Hot Tub Temperatures

Most hot tubs can be heated as high as 40 degrees Celsius. It’s recommended that adults spend no longer than 15 or 20 minutes in a hot tub running at that temperature. If children between the ages of 5 and 12 are using the hot tub, not only should the water temperature be reduced, but the amount of time they spend in the water should also be decreased. Bringing the water temperature below the normal internal body temperature of 37C can significantly reduce the chances of overheating. And children should spend no more than five minutes at a stretch in the hot tub before they get out and cool off.

Height Prerequisites

No matter their age children should be tall enough to be able to stand flat footed on the hot tub floor with their mouth and nose clearly above the water. This allows them a chance to help themselves should their hair or body part get stuck in the drain or filter. And while many hot tub manufacturers have taken care to prevent such a situation, the possibility should not be ignored. Every user of the hot tub should know the location of the hot tub kill switch and how to use it.

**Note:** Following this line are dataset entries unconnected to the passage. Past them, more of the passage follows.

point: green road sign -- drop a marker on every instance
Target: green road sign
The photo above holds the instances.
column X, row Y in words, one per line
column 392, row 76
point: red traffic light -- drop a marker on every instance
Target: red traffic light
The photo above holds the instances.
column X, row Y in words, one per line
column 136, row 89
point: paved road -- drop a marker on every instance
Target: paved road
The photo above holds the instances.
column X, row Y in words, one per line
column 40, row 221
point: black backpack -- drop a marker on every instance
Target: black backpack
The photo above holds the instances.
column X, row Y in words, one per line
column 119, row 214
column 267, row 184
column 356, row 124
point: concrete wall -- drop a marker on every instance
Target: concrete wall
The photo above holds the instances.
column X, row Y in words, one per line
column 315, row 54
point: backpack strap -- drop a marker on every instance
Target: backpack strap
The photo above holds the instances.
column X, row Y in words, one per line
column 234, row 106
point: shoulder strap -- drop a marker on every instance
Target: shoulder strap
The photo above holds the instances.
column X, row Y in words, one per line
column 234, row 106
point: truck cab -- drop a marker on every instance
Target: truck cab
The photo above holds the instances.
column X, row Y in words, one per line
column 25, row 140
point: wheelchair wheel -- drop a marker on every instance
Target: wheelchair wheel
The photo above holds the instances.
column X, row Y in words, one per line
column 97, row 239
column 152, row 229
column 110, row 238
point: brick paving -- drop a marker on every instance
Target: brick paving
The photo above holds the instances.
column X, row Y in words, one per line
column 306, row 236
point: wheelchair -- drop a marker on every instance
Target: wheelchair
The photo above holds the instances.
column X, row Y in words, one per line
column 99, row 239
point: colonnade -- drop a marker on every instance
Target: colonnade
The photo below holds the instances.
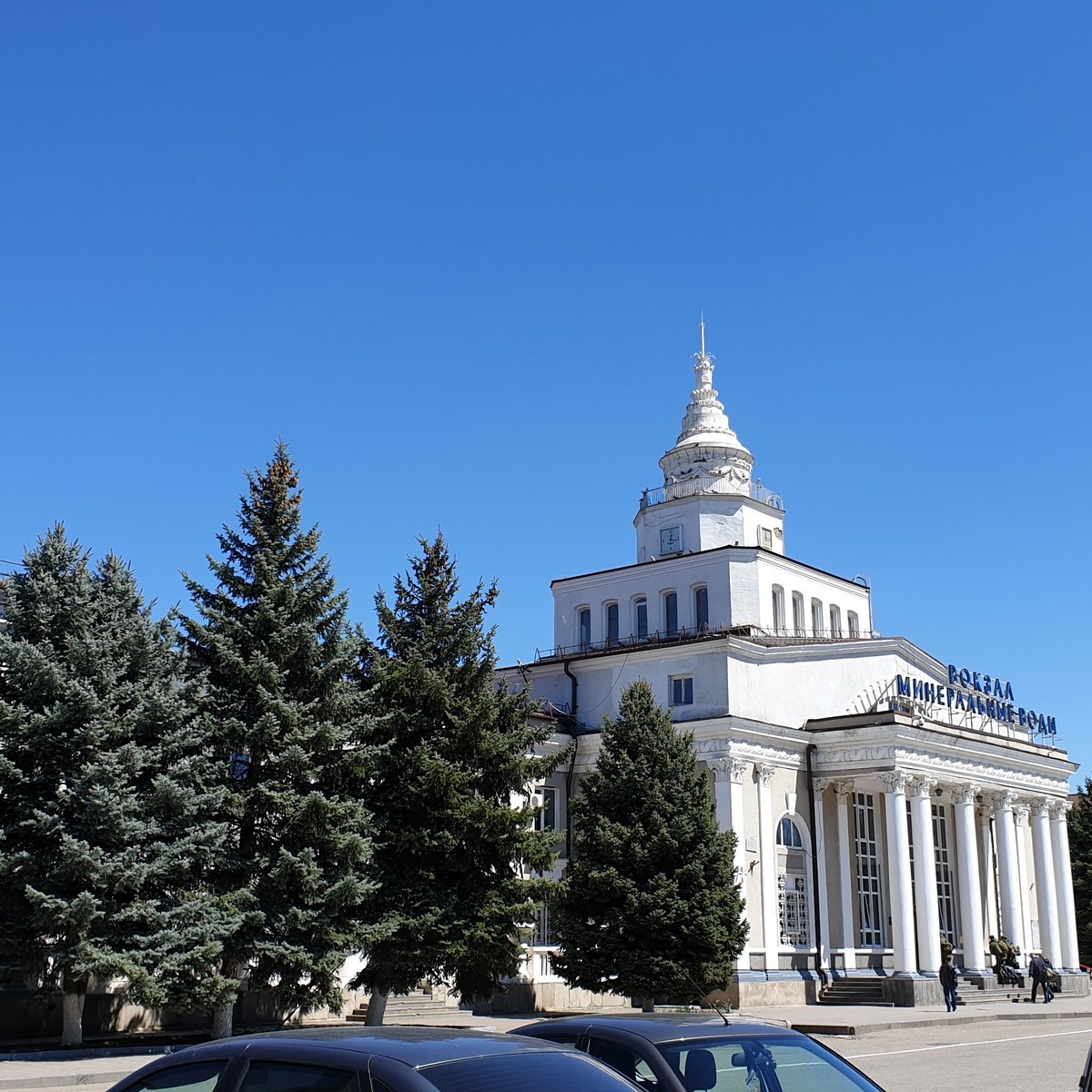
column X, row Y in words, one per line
column 989, row 825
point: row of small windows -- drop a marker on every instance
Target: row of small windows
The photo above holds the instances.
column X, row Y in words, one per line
column 669, row 618
column 824, row 622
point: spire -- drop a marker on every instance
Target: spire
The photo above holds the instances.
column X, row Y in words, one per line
column 704, row 413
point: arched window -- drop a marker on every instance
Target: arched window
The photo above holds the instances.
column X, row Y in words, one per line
column 794, row 901
column 798, row 623
column 584, row 627
column 702, row 610
column 612, row 621
column 779, row 610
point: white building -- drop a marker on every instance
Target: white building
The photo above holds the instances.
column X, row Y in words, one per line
column 841, row 759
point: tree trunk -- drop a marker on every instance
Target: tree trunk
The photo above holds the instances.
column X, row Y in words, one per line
column 223, row 1019
column 377, row 1006
column 72, row 1000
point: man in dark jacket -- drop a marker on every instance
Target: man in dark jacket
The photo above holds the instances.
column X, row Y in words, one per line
column 1037, row 969
column 948, row 983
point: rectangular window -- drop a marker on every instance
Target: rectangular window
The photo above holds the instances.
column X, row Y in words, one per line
column 869, row 907
column 702, row 609
column 612, row 625
column 798, row 623
column 546, row 819
column 682, row 691
column 672, row 614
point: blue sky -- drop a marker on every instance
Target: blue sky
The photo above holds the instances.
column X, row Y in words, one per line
column 454, row 255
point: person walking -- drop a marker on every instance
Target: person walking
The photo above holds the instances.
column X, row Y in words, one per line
column 1038, row 973
column 948, row 983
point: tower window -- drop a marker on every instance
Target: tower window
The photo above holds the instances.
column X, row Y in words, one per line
column 779, row 610
column 682, row 691
column 671, row 614
column 612, row 625
column 798, row 623
column 702, row 609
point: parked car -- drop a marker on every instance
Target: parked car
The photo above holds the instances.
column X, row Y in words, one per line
column 375, row 1059
column 704, row 1054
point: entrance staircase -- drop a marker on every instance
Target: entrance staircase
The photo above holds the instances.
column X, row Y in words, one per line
column 407, row 1008
column 854, row 992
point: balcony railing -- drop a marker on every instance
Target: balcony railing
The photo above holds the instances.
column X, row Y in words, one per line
column 708, row 485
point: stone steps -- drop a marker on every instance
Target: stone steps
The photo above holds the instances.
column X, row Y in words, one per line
column 403, row 1008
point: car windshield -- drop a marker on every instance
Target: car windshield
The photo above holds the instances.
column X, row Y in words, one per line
column 534, row 1071
column 767, row 1064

Because of their elevated temperatures, hot tubs can quickly dehydrate people of any age. But it can happen much more quickly in children. Therefore, it’s important to ensure children are well hydrated before using the hot tub as well as after. Pay particular attention to children for any signs of dizziness, sleepiness or nausea.

Full Body Submersion

Although many adults love the feeling of submerging themselves up to their necks in the warm bubbling water, children should be prevented from doing so. Again, it could lead to them overheating much faster than it would an adult. Have them sit on the side of the hot tub and dangle their legs in the water or make use of a children’s seat that keeps their upper torso out of the water.